Dans le courant de mars 43, Hirtius et Octave
entrèrent en campagne et furent rejoints, à la
fin du mois, par Vibius Pansa avec de nouvelles
levées. Antoine tâcha de les décider
à se joindre à lui, en leur rappelant qu'ils
étaient, eux aussi, des césariens ; que l'homme
qu'il assiégeait avait été un des
meurtriers, et qu'ils seraient les premières victimes
du parti dont ils servaient les passions. Le consul Hirtius
renvoya la lettre à Cicéron, qui en donna
lecture au sénat avec un éloquent
commentaire.
Ces derniers jours du grand orateur sont beaux ; il portait
maintenant, dans les affaires publiques, l'activité
qu'après Pharsale il avait mise dans ses travaux
littéraires et qui avait fait éclore, tout
à la fois, tant de chefs-d'oeuvre. Cette tribune
restée muette depuis quinze ans, il venait de s'en
saisir pour lui rendre sa puissance et son éclat. Un
vieillard qu'on aurait cru brisé par l'âge et
par les vicissitudes d'une fortune agitée devenait
à lui seul le gouvernement tout entier. Dans le
sénat, il rendait la confiance aux timides et le
courage aux lâches ; dans la ville, revêtu de
l'habit de guerre, afin de montrer à tous l'imminence
du péril, il provoquait les dons volontaires pour
suppléer au trésor épuisé, et il
excitait le dévouement des pauvres qui travaillaient
sans salaire pour remplir les arsenaux dépourvus. Dans
les provinces, ses lettres allaient soutenir la constance des
assiégés de Modène, retenir Plancus et
Lépide, confirmer le jeune Pompée dans ses
dispositions favorables, et appeler au secours du
sénat, Pollion, de l'Espagne, Brutus, de la
Macédoine, Cassius, de la Syrie. Celui-ci lui
écrivait : Je m'étonne que vous ayez pu vous
surpasser ; le consulaire est plus grand que le consul et
votre toge a fait plus que nos armes.
Mais Lépide ne daignait pas répondre à
ses avances ; il pressait le sénat de traiter avec
Antoine et il entraînait Plancus et Pollion dans sa
politique cauteleuse, ou du moins fort peu sénatoriale
; le fils du proscrit de 78 et l'ancien maître de la
cavalerie de César avait des intérêts que
la rhétorique de Cicéron ne pouvait lui faire
oublier. Quant aux tyrannicides, ils étaient bien loin
et hors d'état d'intervenir dans le conflit qui devait
se décider si près de Rome. Déjà
l'un d'eux, Trebonius, avait payé la dette du sang :
Dolabella l'avait surpris dans Smyrne et mis à mort.

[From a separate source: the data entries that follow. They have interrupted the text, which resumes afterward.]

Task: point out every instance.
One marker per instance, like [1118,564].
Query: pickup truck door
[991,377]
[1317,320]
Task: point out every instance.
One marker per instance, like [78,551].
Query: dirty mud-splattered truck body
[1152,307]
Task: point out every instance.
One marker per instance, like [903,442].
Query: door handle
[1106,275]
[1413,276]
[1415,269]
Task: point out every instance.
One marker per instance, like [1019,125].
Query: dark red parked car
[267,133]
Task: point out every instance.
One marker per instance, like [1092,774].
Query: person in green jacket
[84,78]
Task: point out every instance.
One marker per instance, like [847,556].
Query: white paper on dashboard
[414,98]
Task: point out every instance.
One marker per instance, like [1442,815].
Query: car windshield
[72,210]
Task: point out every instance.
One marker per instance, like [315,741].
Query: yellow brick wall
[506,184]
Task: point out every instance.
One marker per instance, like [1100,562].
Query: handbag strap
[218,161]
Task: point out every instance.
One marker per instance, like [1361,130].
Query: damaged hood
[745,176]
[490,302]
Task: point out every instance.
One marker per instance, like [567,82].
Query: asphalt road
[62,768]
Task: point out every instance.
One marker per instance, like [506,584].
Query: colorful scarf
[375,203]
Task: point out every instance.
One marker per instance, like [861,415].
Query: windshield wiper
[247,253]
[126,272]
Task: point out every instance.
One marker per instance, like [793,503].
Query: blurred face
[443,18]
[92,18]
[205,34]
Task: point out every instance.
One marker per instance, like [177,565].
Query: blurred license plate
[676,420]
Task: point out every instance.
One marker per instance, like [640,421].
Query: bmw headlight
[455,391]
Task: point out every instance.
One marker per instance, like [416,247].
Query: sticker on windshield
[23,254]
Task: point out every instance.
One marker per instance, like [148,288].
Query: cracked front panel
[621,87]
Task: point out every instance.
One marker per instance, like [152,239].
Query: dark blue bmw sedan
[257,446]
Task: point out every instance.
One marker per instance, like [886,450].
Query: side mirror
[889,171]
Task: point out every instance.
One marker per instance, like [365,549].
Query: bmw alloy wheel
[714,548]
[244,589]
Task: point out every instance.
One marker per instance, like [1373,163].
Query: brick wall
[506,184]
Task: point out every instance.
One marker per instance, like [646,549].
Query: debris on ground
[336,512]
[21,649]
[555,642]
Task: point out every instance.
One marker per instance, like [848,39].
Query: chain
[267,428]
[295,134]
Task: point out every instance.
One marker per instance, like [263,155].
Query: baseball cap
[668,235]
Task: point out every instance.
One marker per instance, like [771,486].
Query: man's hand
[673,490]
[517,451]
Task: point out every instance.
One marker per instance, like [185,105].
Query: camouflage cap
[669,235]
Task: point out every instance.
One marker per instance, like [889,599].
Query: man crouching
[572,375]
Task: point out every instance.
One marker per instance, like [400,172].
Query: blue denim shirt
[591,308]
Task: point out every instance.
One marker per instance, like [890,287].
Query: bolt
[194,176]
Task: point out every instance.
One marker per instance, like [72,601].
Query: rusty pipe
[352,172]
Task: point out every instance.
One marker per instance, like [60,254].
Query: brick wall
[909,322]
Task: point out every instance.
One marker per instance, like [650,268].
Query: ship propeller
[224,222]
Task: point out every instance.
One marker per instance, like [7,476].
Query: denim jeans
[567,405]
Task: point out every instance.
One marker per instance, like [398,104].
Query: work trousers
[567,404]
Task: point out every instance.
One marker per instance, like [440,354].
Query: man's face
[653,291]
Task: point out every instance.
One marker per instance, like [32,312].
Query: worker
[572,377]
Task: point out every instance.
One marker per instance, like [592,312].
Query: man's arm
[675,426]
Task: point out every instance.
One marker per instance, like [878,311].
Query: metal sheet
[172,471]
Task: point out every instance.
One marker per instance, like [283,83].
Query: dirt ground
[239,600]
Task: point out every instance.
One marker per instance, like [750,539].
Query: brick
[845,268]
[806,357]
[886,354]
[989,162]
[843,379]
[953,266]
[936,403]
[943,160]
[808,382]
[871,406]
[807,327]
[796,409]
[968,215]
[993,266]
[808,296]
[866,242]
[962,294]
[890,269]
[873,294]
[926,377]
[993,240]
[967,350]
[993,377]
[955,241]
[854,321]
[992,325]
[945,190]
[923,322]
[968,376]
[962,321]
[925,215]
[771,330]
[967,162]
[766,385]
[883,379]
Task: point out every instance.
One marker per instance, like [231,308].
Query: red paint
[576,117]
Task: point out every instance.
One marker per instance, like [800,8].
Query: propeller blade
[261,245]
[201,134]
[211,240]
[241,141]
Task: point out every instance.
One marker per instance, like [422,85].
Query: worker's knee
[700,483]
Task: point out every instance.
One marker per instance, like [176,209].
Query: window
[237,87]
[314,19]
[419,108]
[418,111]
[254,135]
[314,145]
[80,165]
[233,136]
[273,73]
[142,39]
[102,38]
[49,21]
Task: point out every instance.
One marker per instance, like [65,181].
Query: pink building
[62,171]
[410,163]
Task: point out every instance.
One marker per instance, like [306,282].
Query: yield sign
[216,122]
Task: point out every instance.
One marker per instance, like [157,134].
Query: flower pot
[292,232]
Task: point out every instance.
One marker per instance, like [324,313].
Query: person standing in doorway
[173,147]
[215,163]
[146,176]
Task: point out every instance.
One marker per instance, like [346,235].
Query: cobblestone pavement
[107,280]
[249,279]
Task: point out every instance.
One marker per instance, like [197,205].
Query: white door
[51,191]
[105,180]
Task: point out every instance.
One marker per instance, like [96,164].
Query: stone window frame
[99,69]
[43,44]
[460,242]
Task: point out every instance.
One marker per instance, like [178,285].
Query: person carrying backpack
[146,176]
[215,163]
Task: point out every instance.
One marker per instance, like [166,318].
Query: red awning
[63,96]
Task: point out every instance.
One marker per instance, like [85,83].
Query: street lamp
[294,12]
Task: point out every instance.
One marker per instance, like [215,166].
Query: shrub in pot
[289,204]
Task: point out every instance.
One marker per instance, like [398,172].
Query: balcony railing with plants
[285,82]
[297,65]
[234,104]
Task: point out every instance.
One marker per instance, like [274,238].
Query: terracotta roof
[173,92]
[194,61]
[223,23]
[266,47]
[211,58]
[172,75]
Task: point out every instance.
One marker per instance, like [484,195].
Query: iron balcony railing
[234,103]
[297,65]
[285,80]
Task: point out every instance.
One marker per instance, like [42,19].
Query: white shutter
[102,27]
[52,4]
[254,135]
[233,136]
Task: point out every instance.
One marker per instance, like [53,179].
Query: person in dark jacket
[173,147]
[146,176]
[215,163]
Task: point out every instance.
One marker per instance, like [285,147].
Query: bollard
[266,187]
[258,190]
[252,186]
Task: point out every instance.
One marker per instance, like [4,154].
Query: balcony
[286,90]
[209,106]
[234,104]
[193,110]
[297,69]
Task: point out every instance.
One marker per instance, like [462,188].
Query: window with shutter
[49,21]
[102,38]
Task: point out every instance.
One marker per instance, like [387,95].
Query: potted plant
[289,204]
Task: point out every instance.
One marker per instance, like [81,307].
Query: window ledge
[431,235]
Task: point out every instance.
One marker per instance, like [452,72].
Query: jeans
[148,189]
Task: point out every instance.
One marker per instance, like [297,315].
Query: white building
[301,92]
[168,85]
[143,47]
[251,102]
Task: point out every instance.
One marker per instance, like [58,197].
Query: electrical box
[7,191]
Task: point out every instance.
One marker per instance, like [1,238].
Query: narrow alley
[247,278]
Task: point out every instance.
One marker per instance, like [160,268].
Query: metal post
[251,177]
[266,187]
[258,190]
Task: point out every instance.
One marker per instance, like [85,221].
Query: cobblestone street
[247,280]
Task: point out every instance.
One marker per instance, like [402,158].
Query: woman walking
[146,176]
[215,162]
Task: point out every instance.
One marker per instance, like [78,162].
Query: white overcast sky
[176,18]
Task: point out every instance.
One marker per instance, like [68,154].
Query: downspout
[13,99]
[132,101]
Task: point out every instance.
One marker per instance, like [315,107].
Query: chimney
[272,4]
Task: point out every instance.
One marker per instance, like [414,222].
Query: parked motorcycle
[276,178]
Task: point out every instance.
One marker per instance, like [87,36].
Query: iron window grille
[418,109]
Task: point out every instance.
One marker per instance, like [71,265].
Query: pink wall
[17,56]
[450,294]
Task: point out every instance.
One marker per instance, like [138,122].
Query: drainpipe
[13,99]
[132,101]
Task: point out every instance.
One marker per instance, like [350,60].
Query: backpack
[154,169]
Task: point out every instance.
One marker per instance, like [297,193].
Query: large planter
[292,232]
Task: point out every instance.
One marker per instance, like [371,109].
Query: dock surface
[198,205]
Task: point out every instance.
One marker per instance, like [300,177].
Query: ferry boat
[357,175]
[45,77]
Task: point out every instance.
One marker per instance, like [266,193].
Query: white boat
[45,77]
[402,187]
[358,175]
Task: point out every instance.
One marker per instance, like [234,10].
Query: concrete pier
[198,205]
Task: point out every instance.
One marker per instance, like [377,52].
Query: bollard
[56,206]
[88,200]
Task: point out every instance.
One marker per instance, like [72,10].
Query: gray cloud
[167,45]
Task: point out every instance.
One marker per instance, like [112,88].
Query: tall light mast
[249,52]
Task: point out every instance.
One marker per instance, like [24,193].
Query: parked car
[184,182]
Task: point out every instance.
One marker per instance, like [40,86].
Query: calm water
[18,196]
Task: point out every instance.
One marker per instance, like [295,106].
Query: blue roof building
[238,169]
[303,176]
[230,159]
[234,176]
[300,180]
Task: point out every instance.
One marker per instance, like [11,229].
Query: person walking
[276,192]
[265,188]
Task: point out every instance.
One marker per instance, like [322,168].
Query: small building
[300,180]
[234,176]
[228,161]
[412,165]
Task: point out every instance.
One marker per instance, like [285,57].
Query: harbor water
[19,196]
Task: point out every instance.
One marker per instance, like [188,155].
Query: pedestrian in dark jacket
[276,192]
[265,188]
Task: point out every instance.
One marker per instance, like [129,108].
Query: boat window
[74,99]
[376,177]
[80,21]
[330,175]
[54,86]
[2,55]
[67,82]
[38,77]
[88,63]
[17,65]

Plus tard on raconta que de menaçants présages
avaient annoncé les malheurs publics : la Mère
des dieux, dont la statue s'élevait sur le Palatin,
regardait le levant, elle tourna subitement son visage au
couchant, comme si elle ne voulait plus voir les lieux
occupés par les meurtriers ; celle de Minerve,
à Modène, versa du sang. Les dieux se faisaient
césariens ; du moins la foule à qui l'on
contait ces miracles le pensait, car les prodiges se font
toujours pour ceux qui sont prêts à y
croire.
Un léger avantage remporté par les troupes
d'Antoine, avant la jonction des trois généraux
du sénat, jeta l'inquiétude dans la ville. Le
15 avril 43, Pansa arriva près de Bologne où se
trouvaient ses collègues, et les deux jours suivants
on se battit avec acharnement en trois lieux à la
fois. Déjà Pansa était mortellement
blessé, et ses troupes reculaient en désordre,
sur Forum Gallorum (Castel-Franco), quand Hirtius,
débouchant à la tête de vingt cohortes,
ressaisit la victoire. Durant cette double action, Octave
avait défendu le camp contre le frère
d'Antoine. Celui-ci prétendit que le jeune
César, épouvanté dès les premiers
coups, avait fui, sans insignes, et que pendant deux jours on
ne l'avait pas revu. D'autres récits vantaient, au
contraire, son courage ; il avait, disait-on, saisi une
enseigne qu'il avait longtemps portée au plus fort de
la mêlée. Les soldats décernèrent
à leurs trois chefs le titre d'imperator.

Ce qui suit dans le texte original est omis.